Fraternal Order of Comedy Nerdery
Diallo Riddle and Bashir Salahuddin met as Harvard undergrads, where they bonded over the simple realization that “We were the only two guys, particularly the only two black guys, who either of us knew with same depth of comedy nerdery,” Salahuddin recalls. It seems they still haven’t found a third.
After moving to Los Angeles and logging nearly four years as staff writers for Jimmy Fallon, the two are readying their Lorne Michaels-exec produced HBO comedy “Brothers in Atlanta,” for which they serve as creators, showrunners and stars.
“We tried to go from subtle to super-broad,” Riddle says. “There are at least two references to ‘Jules and Jim’ in our pilot. And also ‘Aliens.’”

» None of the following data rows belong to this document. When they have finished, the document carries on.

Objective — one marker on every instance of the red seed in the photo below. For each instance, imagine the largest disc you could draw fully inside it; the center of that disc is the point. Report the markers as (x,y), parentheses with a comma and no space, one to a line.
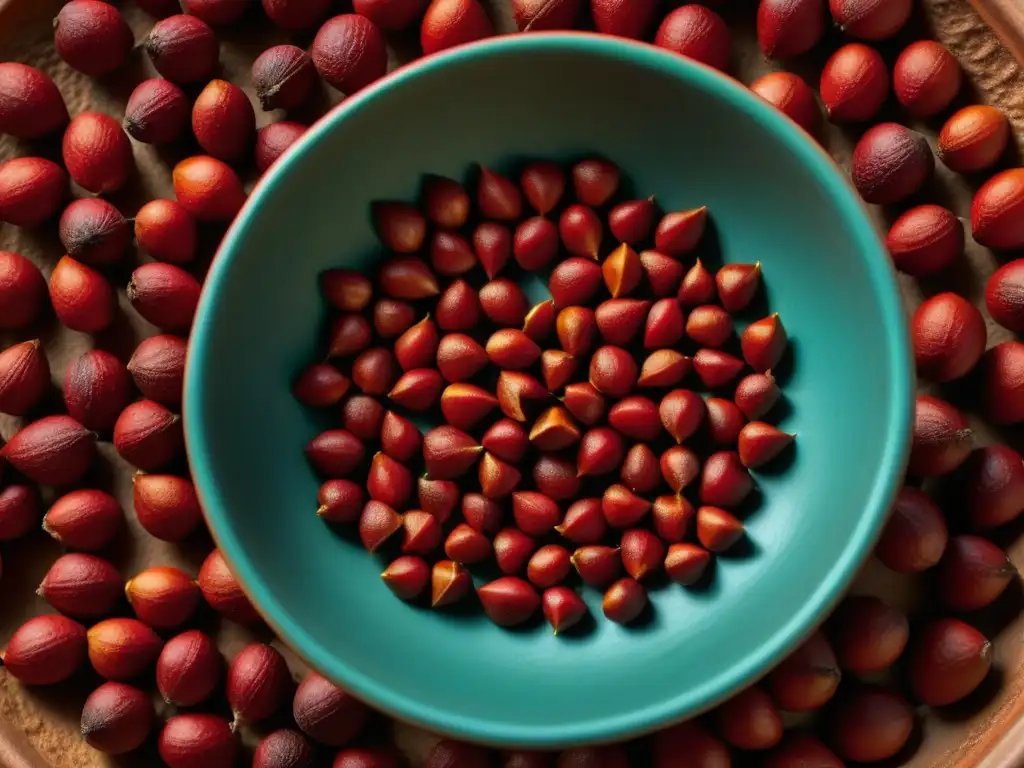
(407,577)
(597,565)
(45,650)
(91,37)
(117,718)
(96,153)
(222,592)
(870,724)
(283,77)
(147,435)
(81,586)
(624,601)
(23,289)
(915,536)
(926,240)
(19,512)
(854,84)
(349,52)
(750,720)
(891,163)
(543,184)
(942,438)
(166,507)
(188,669)
(788,28)
(870,19)
(868,634)
(25,377)
(926,78)
(949,659)
(273,139)
(992,480)
(1003,385)
(326,713)
(94,231)
(697,33)
(193,740)
(973,573)
(32,105)
(163,597)
(166,231)
(182,48)
(793,96)
(52,451)
(122,648)
(84,519)
(31,190)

Riddle, who was raised in Atlanta, plays an aspiring local DJ, while Chicago-native Salahuddin plays a transplant with dreams of becoming a singer. While there are clear autobiographical elements in the premise, the two hope to tackle far bigger themes through the show, using the city as a microcosm of black America.
“We both watch a lot of ‘Simpsons,’ and we’re going to treat Atlanta like our Springfield,” Riddle says.

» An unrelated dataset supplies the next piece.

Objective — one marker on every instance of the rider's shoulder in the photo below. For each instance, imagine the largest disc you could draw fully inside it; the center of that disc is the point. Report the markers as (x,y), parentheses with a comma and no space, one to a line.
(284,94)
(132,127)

They hope that the show is steeped in the city’s culture while reflecting both writers’ sensibilities.
“We both come from big families with strong black men in the home,” Salahuddin says. “We were always imbued with this sense of social responsibility.”

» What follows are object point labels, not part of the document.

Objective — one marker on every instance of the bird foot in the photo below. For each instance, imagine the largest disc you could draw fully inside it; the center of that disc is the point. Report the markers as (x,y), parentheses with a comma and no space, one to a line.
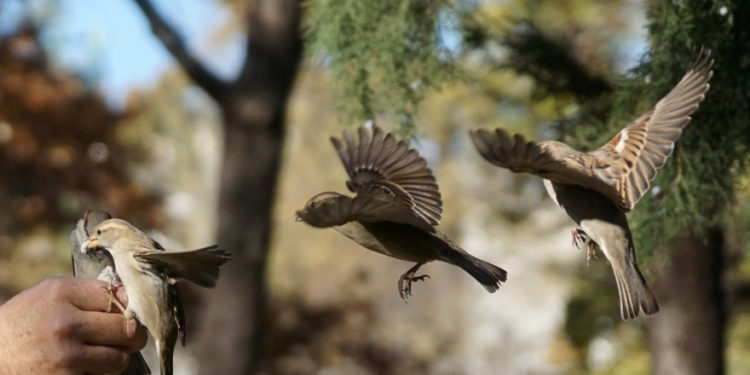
(404,283)
(581,239)
(110,288)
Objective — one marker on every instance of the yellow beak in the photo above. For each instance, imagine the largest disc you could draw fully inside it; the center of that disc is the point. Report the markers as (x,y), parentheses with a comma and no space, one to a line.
(92,243)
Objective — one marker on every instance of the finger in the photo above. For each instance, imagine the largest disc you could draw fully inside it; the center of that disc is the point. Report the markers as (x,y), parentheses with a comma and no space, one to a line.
(93,295)
(102,360)
(112,330)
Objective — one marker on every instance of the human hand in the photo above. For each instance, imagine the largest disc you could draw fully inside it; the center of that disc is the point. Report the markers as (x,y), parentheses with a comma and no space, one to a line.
(60,326)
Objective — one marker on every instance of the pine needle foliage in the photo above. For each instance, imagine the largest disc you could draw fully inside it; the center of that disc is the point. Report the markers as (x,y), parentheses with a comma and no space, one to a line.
(383,55)
(695,188)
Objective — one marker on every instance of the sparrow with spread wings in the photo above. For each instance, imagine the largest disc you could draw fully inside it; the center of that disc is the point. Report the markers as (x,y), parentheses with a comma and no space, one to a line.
(396,209)
(596,189)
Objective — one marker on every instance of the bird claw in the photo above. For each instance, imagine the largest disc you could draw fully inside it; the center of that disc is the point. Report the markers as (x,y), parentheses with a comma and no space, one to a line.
(110,288)
(580,238)
(404,283)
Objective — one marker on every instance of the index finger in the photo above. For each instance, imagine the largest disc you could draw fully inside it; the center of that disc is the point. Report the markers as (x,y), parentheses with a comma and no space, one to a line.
(94,295)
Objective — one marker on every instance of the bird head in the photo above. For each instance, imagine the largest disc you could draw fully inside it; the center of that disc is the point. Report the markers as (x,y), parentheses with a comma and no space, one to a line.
(108,232)
(324,210)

“But we also have a rule that it has to be funny first,” Riddle adds. “We could do a whole unfunny episode that ends with, ‘Tyrone, give me the gun…’ But we really don’t want to do that.” — Andrew Barker
Show: “Brothers in Atlanta” (HBO)
TV inspiration: The two variously cite “The Simpsons,” “Airplane!” and Steely Dan as benchmarks, but place special emphasis on the Eddie Murphy classic “Coming to America.” “I feel like my whole life I’m constantly chasing that film,” Salahuddin says.